One of the documents necessary for sending someone to the psychiatric hospital was the mental examination report. The majority of such examinations were carried out in the Serbsky Institute of the Forensic Psychiatry in Moscow. Initially after its foundation in 1923 the institute was a rather normal scientific organization, but in the 1930s it became a tool of the government. The staff members of the institute often participated in investigative actions – they gave criminal and political suspects drugs to make them talk at the interrogations. The special laboratory of the institute studied such drugs and searched for the best ways to numb one's consciousness and to force one to speak. Lawyers for the suspects had no right to be present at the examinations.

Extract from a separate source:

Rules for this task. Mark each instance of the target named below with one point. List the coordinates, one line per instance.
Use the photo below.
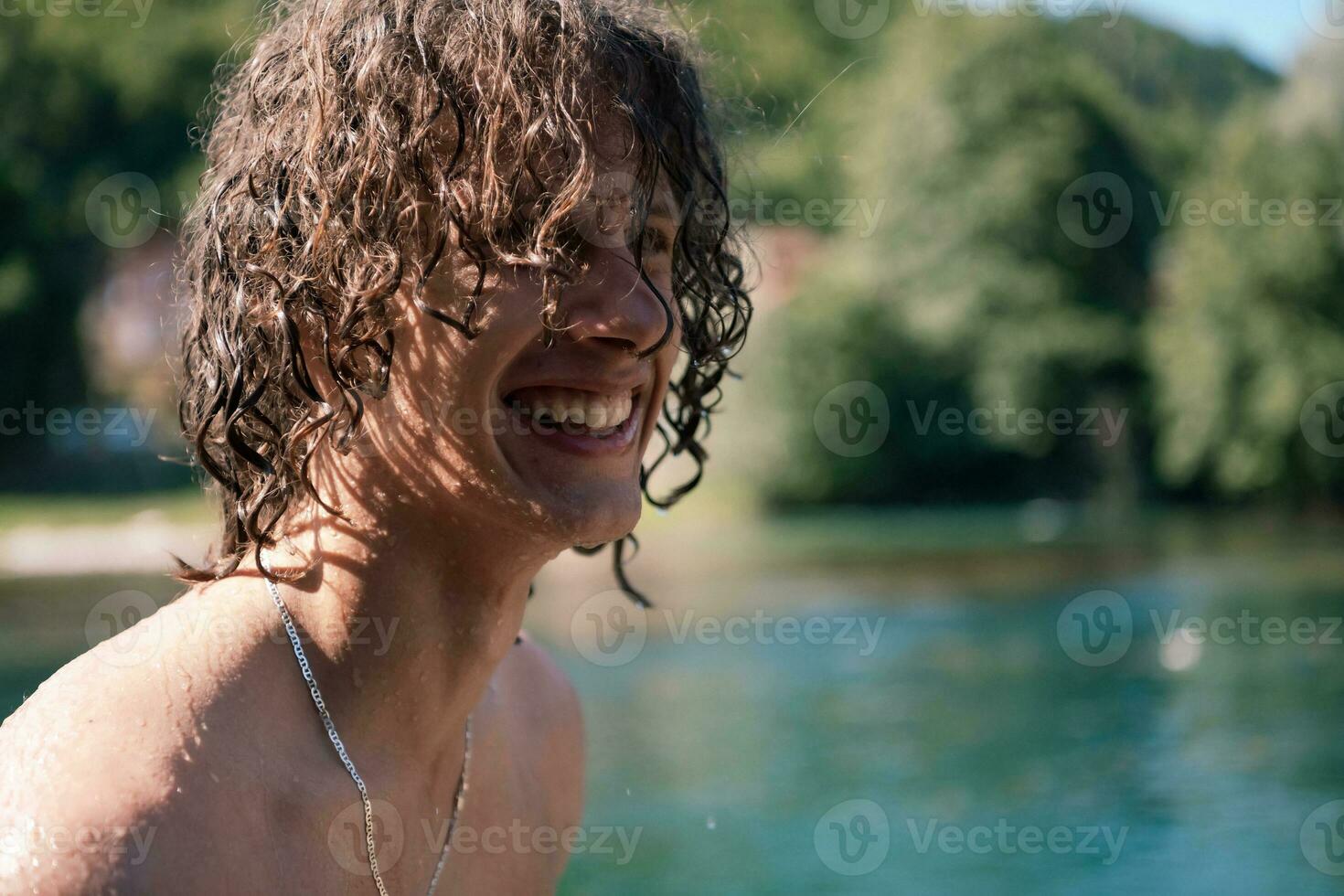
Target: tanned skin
(210, 744)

After Stalin’s death in 1953, Nikita Khrushchev came to power. He started the campaign against “the cult of personality” and let people openly speak about Stalin’s repressions. People embraced the freedom, and started to speak openly not only about Stalin, but also about the situation in the country and the drawbacks of Khrushchev’s reality as well.
Khrushchev was not ready for this stream of freethinking, and decided to get rid of the dissidents. He could not use the Siberian concentration camps for it – the camps were part of Stalin’s regime, which he criticized. Khrushchev needed other ways to prevent the upcoming disturbance, and so he proclaimed that only crazy people dislike socialism, thereby giving a green light to punitive psychiatry.
In 1961, new instructions for dealing with a mentally ill offender were developed. According to those instructions, anti-Soviet agitation, slanderous talk about the government and sacrilege against the hymn and the flag of the Soviet Union were considered socially dangerous acts. Mentally ill people guilty of such actions could be hospitalized against their will.
In the beginning of 1960s, psychiatrist Andrey Snezhinsky described a new type of schizophrenia – so-called continuous sluggish schizophrenia. All the symptoms of this disease were described as “light” or “ill-defined.” Unsociability and reticence were named among the basic symptoms, so almost everyone could be diagnosed with this illness.
Hundreds of people were hospitalized with this new diagnosis. The new prison hospitals were founded in different districts of the country. In 1963, a dissident and prisoner in one such hospital, the translator and literary critic Valery Tarsis, published in Germany a novel about this system, “The Ward 7.” Two other dissidents, Vladimir Bukovsky and Semyon Gluzman, wrote “The Dissidents’ Guide to Psychiatry,” where they gave recommendations for the arrested, taught them how to speak with doctors and police investigators, and what to write in documents. “Do not give way to despair! In spite of all the psychopharmacological remedies and shock therapy, contemporary science still is not able to destroy the human personality” advised this book to those who were, in spite of the entire struggle, sent to a hospital.
In 1964 Josef Brodsky, the famous Russian poet and recipient of the Nobel Prize, spent two weeks in a psychiatric clinic in Saint Petersburg, and later described those weeks as the most awful time of his life in the Soviet Union. The doctors injected him with tranquilizers, though he was considered healthy, and applied a method of the “wet pack” to him. This method of treatment was very simple – the nurses wrapped a patient tightly into a wet sheet and left him in this condition for several hours.
Only in 1988 were the psychiatric hospitals returned from the control of the Security Service to the Department of Health. 776,000 patients were considered healthy and taken off the books in psychiatric clinics. The doctors who participated in carrying out executions were not punished.